When you find out someone in your family has cancer, you feel terrible for them. That’s happened to me three times. My mom died fromat 62. One of my sisters died from breast cancer. And I have another sister with breast cancer who’s already had to have a mastectomy.
As terrible as I feel for my sister, I was also very worried about my own health. If my sisters had breast cancer, was I destined to have it, too?
Rather than go through life worrying about it, I decided I wanted to know, one way or another. If the news was bad, at least I could prepare myself for a fight. I could know and wouldn’t have to live with the uncertainty.
That’s when I went to see Susan Modesitt, MD, at UVA’s High Risk Breast and Ovarian Cancer Program. I heard they offered genetic testing that looks at your genetic makeup.
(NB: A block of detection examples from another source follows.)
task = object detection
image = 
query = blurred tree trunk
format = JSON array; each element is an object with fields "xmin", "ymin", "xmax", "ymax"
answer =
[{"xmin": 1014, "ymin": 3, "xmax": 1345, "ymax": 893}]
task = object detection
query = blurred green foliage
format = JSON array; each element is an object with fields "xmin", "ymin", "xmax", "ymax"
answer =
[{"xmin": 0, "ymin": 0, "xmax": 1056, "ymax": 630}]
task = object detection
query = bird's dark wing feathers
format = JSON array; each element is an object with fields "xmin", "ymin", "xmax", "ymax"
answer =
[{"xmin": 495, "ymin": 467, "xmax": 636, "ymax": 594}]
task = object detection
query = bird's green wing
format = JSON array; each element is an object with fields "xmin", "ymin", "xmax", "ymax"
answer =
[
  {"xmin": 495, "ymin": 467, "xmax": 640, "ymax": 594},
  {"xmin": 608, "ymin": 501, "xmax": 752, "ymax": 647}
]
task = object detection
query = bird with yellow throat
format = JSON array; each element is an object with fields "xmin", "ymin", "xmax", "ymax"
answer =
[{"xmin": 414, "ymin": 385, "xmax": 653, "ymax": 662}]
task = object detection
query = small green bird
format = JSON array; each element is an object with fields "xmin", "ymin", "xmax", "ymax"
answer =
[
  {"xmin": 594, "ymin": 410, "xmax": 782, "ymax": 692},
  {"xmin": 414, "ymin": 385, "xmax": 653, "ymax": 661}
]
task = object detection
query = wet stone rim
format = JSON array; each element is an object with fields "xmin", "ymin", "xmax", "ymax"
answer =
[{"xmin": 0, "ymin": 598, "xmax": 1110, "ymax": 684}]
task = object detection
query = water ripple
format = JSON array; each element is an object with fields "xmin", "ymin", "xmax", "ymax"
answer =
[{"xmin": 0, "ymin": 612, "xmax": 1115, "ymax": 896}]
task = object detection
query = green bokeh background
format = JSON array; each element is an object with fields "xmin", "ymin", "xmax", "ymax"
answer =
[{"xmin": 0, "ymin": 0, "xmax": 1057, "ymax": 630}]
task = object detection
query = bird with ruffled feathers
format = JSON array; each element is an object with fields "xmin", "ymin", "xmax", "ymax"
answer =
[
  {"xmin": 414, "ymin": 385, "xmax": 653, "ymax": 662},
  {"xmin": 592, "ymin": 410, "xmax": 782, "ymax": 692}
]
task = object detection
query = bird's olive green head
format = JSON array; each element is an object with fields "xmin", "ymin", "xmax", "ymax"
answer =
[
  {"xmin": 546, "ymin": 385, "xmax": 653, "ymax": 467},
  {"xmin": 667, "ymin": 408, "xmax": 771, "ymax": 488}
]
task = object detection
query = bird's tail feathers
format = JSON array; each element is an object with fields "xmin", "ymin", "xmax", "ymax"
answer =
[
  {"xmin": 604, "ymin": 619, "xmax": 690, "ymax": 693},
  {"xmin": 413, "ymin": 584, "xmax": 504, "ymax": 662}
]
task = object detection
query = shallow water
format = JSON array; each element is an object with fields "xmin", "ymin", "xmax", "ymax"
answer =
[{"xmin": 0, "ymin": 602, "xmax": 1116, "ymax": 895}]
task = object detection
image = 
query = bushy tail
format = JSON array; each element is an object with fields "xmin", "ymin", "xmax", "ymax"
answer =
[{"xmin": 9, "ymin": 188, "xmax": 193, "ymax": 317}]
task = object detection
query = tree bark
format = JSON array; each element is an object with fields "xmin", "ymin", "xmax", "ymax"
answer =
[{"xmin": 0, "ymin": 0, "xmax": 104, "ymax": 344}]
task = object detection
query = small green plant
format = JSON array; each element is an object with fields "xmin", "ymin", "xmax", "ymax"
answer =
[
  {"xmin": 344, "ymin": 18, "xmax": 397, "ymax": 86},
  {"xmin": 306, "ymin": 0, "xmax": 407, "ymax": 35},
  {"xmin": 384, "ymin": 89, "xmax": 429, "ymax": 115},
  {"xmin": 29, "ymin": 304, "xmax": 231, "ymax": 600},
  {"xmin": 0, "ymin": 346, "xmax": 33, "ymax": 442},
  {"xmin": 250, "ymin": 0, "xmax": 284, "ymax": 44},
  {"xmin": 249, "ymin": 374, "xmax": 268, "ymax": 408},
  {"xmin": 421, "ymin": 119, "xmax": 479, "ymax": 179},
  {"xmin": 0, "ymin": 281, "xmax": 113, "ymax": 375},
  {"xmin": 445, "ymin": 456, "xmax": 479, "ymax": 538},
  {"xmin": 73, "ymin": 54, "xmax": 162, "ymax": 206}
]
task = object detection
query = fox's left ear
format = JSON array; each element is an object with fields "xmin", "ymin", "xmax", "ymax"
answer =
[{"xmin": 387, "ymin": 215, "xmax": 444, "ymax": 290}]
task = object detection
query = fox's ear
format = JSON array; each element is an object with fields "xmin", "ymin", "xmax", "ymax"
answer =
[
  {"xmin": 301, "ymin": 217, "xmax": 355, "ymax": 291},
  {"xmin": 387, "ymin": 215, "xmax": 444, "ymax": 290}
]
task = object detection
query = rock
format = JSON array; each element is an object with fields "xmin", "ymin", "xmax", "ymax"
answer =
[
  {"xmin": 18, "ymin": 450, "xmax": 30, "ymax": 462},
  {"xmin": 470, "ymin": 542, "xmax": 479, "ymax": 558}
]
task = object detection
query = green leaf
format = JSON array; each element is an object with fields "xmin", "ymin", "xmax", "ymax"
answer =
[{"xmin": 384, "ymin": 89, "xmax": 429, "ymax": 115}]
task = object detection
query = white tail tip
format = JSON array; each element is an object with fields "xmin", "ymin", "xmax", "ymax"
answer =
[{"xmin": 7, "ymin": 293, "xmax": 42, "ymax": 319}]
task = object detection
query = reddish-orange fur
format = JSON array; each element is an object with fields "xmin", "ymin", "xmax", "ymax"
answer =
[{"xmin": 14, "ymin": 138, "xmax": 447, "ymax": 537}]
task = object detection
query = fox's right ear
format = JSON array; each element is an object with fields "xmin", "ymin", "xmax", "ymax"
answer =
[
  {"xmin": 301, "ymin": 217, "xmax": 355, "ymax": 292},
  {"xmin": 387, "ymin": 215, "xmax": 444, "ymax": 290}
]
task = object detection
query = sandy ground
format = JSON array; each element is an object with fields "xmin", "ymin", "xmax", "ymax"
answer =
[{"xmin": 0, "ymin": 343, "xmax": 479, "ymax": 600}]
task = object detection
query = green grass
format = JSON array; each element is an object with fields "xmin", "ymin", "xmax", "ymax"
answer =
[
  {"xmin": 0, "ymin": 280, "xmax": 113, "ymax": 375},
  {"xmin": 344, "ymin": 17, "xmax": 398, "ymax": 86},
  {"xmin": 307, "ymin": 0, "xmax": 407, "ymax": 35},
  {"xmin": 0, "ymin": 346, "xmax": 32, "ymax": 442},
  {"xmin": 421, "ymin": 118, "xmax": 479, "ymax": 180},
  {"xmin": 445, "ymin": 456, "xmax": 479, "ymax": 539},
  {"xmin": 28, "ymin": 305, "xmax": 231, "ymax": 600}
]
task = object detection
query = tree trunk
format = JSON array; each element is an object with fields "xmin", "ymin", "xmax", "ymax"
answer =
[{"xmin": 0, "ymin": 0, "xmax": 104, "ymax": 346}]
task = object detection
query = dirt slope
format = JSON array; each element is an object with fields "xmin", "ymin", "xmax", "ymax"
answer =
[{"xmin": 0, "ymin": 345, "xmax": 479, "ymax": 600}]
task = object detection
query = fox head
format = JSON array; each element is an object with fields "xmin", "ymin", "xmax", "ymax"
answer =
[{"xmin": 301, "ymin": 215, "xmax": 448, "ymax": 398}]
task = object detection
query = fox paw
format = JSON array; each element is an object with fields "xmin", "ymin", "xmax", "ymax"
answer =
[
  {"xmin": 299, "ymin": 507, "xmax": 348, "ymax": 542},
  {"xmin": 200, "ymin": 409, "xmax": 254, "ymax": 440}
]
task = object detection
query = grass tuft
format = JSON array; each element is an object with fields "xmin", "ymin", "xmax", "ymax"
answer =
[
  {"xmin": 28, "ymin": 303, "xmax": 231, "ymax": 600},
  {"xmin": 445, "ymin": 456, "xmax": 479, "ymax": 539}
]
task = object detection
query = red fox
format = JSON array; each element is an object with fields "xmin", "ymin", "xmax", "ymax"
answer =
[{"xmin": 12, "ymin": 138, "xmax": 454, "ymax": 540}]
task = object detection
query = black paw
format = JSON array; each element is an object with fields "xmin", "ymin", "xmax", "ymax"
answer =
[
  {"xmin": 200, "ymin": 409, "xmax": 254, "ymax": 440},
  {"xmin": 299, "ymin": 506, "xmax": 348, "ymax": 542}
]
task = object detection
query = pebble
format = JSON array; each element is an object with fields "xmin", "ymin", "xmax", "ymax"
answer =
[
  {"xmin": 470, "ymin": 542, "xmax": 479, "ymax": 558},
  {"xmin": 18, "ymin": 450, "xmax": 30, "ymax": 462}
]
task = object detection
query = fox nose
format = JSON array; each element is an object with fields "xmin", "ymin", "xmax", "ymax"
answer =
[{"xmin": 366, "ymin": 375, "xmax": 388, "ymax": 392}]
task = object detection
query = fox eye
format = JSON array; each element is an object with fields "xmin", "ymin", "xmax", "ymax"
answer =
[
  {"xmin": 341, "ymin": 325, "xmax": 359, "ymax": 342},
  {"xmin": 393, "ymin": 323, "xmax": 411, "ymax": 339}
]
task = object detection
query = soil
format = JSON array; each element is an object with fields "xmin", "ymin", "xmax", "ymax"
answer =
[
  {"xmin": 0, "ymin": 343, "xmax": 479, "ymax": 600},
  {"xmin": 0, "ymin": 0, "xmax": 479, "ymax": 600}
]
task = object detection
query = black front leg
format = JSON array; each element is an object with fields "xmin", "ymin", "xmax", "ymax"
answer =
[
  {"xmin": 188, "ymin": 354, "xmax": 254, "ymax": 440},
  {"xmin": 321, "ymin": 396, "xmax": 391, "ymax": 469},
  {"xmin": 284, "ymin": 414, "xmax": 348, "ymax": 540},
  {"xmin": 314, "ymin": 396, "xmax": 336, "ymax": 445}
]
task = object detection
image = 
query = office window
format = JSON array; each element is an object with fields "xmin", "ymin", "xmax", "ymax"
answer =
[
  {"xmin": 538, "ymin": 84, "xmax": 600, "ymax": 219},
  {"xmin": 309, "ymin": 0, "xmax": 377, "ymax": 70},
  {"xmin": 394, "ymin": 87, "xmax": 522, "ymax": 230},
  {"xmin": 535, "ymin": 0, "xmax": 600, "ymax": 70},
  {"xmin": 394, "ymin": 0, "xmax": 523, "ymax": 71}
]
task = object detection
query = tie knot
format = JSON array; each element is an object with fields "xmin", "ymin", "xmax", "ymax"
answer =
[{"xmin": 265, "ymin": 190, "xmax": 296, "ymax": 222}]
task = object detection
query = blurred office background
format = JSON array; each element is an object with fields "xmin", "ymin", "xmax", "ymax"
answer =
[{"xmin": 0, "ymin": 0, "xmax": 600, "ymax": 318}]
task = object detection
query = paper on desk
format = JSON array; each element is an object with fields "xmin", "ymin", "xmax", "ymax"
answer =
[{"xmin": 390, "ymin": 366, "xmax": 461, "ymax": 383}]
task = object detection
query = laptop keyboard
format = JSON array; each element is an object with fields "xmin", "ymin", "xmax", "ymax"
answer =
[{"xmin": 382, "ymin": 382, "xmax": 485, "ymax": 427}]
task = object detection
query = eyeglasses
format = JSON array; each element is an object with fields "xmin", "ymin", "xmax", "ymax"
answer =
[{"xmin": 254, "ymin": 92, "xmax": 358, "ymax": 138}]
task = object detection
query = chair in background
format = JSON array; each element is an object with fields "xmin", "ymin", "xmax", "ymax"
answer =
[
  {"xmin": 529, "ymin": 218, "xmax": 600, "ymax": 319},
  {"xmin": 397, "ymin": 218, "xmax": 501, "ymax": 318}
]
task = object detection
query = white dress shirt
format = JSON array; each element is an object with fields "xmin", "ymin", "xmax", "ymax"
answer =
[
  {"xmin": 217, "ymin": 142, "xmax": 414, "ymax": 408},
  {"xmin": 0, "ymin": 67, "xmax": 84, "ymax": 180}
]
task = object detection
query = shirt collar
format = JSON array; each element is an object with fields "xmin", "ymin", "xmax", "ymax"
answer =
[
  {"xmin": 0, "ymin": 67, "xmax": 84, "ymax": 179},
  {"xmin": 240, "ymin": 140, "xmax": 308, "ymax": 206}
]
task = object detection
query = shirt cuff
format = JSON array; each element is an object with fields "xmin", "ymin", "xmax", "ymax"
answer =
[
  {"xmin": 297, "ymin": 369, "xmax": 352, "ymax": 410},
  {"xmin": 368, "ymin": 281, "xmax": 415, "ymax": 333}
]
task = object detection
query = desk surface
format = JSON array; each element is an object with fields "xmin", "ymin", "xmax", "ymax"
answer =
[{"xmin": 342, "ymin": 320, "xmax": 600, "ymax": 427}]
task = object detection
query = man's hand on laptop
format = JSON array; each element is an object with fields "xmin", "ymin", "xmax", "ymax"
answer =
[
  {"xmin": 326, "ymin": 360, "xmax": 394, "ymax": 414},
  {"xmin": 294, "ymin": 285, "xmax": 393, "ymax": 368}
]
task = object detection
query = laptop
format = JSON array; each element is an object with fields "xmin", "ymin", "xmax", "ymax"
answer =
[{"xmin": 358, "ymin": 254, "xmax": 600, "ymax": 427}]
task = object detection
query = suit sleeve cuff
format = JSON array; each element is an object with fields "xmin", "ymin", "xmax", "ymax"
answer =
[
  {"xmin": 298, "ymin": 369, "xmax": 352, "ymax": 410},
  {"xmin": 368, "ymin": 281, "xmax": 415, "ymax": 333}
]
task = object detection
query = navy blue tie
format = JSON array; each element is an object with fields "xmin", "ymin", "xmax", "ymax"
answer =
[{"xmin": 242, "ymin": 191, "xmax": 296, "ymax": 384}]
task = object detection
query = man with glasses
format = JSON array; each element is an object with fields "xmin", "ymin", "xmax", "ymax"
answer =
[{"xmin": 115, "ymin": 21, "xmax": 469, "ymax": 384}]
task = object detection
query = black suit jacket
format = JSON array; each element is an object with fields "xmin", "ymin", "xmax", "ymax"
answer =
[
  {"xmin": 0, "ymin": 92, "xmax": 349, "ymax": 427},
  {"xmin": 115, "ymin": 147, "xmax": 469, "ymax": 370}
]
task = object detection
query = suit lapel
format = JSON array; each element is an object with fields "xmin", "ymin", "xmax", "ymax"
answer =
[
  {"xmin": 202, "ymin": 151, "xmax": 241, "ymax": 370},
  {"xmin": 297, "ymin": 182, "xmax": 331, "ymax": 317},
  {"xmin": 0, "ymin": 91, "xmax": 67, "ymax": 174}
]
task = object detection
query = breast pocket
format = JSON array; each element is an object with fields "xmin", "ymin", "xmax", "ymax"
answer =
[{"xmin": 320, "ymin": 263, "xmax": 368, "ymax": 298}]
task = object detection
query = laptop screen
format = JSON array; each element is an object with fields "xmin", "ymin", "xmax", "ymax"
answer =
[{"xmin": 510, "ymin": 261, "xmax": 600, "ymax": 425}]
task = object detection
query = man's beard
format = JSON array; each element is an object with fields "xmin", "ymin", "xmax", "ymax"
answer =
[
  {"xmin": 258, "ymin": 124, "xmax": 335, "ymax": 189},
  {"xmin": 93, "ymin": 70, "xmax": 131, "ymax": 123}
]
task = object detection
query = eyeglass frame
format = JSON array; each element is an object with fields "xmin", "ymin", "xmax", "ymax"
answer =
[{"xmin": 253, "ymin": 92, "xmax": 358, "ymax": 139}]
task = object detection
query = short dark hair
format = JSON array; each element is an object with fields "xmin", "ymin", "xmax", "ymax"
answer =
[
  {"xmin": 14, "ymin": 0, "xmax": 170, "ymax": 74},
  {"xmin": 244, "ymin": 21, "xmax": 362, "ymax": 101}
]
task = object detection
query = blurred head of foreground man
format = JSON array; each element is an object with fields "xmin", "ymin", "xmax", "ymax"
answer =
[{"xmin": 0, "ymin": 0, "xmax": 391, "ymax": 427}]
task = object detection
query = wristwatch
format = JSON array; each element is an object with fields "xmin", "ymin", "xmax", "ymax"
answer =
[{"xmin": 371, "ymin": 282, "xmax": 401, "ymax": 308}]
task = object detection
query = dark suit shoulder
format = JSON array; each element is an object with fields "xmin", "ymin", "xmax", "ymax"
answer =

They compared mine to my sister, who had previously had breast cancer. It turns out I don’t have the gene she had, which is the one that brought on the cancer in her. The certified genetic counselor at the clinic explained it all to me. You can imagine how relieved I was to learn this.
I know it’s not 100 percent certain that I won’t ever get some kind of cancer. But at least I don’t have the same elevated risk that my sister had.
Now I can get back to spending more time with my grandchildren and living life without waiting for the other shoe to drop. I think anyone who is in the same situation I was in should get tested.